Nach knapp drei Wochen sind wir nun an unser letzten Destination in Neuseeland angekommen – Christchurch! Wir schliefen zwei Tage über airbnb bei einer Familie, die mit „chicken and cats“ warb. Da Thomas Wasabi, die Katze seiner Schwester, vermisst, dachte ich mir: „Passt doch!“ Die Hühner hatten einen immer im Blick und haben auf Essen gewartet, von den vielen Katzen war jedoch „Sophie“ am präsentesten. Sophie war die ganze Zeit am mautzen und wollte kuscheln.
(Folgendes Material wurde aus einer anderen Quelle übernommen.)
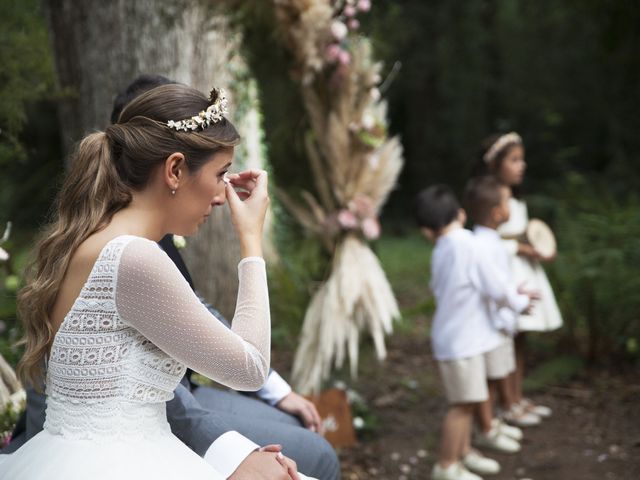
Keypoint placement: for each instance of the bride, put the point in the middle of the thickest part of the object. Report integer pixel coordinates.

Nachdem wir uns in unserem Zimmer etwas „eingerichtet“ hatten, gaben wir unseren Wagen bei der Autovermietung ab und fuhren anschließend mit dem Bus in die Stadt. Dort verbrachten wir ein paar Stunden, spazierten umher, entdeckten das Lantern Festival, kauften ein und ließen den Tag mit einem selbst gekochten Essen ausklingen.

Am nächsten Tag schliefen wir erstmal aus und gammelten rum. Abends wollten wir uns das chinesische Lantern Festival anschauen. Wir leihten uns einen Lime Electric Scooter aus und fuhren in die Innenstadt. Zuzweit auf dem Ding ist das schon echt ein Abenteuer! In der Dunkelheit waren die Installationen des Festivals echt schön anzusehen.

Tja, und so schnell war unsere Zeit in Christchurch auch schon wieder vorbei, denn um 3:40 Uhr holte uns ein Taxi ab um uns zum Flugafen zu bringen.

Zusammnfassend kann man sagen: Hier leben die dicksten Menschen ever! Kein Wunder, da McDonald’s & Co. einfach viel günstiger sind als die gesunden Lebensmittel aus dem Supermarkt. Und wenn man bereits kleine dicke Kinder mit Zuckerwasser und Junk Food sieht wird einem ganz übel… ABER: Die Menschen sind sehr nett, auch wenn man sie nicht versteht, da der Dialekt so schwierig ist. Die Landschaft ist einfach atemberaubend und wunderschön. Es gibt unheimlich viele Flecken, die vom Menschen noch unberührt scheint, es gibt Berge, Strände, Wälder, ganz viele Tiere, und und und… Wir haben so viele wunderschöne Dinge sehen und erleben dürfen, wofür wir echt dankbar sind. Zwar geht einem die Fahrerei langsam auf den Sack (wir haben mittlerweile ca. 12.000km (!) hinter uns gelassen und wir feiern jedes Bett, in dem wir mal schlafen dürfen, aber das war es definitiv wert. Wir konnten uns unabhängig bewegen und hatten eine verdammt tolle Zeit in Neuseeland.